The term "double sum curve" refers to a method for finding the centroid vertical of an area defined by a sum curve. This method is primarily graphic and involves the use of polar distances to establish relationships between various points on the curve and its centroid.

To utilize the double sum curve method, one would extend the original curve to determine necessary dimensions and facilitate the calculation of areas related to the centroid's position.
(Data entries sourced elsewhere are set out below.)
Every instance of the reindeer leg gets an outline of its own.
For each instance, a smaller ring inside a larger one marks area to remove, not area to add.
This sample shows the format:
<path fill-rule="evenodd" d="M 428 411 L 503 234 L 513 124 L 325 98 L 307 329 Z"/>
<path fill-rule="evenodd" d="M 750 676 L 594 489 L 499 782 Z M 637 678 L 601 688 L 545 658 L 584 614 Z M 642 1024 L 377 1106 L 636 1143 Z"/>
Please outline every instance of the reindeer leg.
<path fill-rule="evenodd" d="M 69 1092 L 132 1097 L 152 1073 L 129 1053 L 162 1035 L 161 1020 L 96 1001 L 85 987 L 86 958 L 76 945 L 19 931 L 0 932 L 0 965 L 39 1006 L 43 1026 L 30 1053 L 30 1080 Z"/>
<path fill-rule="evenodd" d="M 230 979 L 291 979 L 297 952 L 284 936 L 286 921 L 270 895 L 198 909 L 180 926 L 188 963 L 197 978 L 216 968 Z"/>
Specific procedures include defining the areas represented by the original sum curve and establishing the centroids based on the areas involved.

For further details, a visual diagram usually accompanies this method, illustrating the relationships and procedural steps involved in defining the centroid vertical effectively.

Overall, the double sum curve technique is useful but can be lengthy, making it less practical for quick calculations of centroids.